Energy Prices Fall on Prospects of Rate Hikes
March 10, 2023
Energy prices fell again in yesterday’s trading pressured by concerns due to the US Federal Reserve Chair testimony this week about needing to raise interest rates higher and most likely faster stating a 0.50% rise may be needed this month versus a 0.25% rise previously. Next week the CPI and the PPI reports will help drive the Fed’s decision on how much to raise rates.
The negative outlook for the economy and higher rates continue to put pressure on energy markets. Many traders thought that demand would be enough to keep inventories tight and support prices, but the tone has turned a bit more negative on the outlook with higher rates, a higher US Dollar, and inventory builds.
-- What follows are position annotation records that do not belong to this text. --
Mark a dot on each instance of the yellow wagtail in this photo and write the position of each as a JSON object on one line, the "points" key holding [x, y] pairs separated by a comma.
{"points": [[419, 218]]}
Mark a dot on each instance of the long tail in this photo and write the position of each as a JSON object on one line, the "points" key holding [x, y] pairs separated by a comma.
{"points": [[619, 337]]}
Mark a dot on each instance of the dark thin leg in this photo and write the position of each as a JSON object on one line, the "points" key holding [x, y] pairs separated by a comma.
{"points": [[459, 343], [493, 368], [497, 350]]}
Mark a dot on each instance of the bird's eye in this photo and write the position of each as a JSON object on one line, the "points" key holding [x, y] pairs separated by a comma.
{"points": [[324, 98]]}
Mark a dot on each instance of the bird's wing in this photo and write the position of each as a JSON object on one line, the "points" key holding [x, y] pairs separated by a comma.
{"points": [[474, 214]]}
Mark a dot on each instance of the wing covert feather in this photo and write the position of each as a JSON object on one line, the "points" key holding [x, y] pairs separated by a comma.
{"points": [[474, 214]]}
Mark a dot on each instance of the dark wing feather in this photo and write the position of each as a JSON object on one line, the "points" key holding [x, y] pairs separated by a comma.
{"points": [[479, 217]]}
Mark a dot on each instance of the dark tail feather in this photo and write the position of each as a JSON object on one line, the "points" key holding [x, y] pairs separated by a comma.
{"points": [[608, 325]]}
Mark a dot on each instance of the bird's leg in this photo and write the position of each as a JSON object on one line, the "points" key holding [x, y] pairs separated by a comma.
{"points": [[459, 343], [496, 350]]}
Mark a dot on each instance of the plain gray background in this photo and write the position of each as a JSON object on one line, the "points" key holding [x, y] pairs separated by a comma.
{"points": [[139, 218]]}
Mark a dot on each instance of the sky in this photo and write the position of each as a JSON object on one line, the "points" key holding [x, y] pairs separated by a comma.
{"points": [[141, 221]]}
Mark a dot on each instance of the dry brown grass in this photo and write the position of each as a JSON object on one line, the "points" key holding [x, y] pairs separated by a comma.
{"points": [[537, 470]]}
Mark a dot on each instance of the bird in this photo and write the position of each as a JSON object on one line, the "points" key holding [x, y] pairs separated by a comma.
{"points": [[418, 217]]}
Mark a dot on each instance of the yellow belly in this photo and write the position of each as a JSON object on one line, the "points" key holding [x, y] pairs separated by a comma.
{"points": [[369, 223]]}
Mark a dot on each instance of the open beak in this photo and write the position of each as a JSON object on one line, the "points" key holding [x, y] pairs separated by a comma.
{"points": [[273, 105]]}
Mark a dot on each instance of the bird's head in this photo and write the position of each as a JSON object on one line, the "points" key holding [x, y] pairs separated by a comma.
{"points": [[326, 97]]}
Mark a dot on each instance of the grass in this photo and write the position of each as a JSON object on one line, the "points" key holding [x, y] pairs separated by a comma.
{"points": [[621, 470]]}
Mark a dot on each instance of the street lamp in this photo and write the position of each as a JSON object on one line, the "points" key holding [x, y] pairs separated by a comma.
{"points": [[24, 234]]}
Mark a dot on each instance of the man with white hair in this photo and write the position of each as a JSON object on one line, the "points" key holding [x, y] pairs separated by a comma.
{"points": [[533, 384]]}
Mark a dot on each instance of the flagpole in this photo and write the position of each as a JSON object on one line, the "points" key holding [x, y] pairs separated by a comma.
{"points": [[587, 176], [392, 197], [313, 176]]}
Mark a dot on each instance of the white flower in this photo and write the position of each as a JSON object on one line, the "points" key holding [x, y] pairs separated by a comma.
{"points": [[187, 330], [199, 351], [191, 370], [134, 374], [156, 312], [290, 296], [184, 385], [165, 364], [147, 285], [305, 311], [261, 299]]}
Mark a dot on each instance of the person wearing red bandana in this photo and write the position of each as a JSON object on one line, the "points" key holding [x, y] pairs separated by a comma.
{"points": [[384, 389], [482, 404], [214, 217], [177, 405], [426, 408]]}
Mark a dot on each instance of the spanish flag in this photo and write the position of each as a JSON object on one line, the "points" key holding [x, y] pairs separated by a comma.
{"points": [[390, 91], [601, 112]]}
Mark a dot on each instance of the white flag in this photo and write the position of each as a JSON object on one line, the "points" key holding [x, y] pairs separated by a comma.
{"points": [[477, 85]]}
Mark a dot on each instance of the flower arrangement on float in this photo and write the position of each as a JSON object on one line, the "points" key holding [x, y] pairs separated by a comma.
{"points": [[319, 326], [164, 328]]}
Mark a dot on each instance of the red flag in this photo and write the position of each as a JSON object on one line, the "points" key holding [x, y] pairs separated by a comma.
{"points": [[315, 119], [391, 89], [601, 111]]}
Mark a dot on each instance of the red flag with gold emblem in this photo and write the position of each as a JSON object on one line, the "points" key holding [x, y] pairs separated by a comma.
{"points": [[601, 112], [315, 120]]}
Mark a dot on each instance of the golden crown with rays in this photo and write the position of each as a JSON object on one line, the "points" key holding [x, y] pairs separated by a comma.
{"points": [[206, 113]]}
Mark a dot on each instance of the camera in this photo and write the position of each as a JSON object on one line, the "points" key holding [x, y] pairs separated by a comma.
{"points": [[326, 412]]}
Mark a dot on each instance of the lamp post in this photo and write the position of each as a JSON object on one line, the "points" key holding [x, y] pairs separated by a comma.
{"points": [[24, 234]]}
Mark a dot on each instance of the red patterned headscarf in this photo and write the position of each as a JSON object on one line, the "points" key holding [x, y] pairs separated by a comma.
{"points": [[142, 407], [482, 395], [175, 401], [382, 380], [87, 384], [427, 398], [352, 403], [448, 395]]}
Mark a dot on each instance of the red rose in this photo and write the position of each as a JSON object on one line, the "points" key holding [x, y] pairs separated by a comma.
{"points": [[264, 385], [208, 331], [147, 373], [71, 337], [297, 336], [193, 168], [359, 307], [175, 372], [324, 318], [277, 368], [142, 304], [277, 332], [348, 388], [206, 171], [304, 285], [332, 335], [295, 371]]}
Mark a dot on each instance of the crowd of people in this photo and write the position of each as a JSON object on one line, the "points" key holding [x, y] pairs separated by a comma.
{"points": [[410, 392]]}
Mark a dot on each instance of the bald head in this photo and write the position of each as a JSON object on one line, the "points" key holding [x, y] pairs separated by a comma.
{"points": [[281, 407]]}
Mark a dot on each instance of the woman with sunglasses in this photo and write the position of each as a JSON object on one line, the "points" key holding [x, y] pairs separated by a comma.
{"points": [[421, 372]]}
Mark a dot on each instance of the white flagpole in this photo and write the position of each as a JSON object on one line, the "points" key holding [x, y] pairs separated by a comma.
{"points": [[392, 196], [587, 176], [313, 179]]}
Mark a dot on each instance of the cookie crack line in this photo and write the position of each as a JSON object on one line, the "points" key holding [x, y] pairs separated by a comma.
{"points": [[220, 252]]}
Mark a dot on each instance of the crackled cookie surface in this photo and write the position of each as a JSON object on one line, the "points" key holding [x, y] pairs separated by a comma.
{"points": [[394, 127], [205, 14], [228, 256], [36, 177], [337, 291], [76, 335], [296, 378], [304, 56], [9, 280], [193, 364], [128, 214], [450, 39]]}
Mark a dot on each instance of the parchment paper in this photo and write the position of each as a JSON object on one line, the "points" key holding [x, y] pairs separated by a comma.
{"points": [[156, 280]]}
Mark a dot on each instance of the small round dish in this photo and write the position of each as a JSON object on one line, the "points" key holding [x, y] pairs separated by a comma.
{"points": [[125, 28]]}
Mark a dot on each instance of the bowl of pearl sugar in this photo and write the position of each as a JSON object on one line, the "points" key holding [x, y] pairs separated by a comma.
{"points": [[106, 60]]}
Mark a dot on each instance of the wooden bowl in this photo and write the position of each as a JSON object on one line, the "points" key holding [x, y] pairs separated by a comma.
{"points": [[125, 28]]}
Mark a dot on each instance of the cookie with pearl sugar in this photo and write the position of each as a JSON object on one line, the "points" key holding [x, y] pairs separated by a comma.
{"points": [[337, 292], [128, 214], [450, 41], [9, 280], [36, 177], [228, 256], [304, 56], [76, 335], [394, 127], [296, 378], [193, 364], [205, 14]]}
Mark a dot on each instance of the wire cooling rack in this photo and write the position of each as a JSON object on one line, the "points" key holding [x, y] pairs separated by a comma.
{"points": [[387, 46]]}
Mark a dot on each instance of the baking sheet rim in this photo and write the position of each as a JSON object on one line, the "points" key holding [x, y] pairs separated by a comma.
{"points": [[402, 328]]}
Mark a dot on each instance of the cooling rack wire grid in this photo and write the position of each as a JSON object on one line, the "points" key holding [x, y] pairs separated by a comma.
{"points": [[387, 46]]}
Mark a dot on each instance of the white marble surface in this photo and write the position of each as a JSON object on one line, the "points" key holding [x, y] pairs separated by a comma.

The Financial Times reported that the US has privately urged some commodity traders to help move price-capped Russian oil in a bid to keep supplies stable. It reported that Treasury officials met executives and traders at Trafigura and Gunvor among others and offered reassurance over expanding their role in Russian crude and fuels trade without breaching western restrictions.
The energy markets will see how the February payrolls numbers come out this morning to help it seek some direction as these markets are filled with a ton of uncertainty.
The JOLTS report came in down 410,000 to 10.824 million job openings. That is 1.9 jobs for every person looking for a job, or a 5.13 million person gap.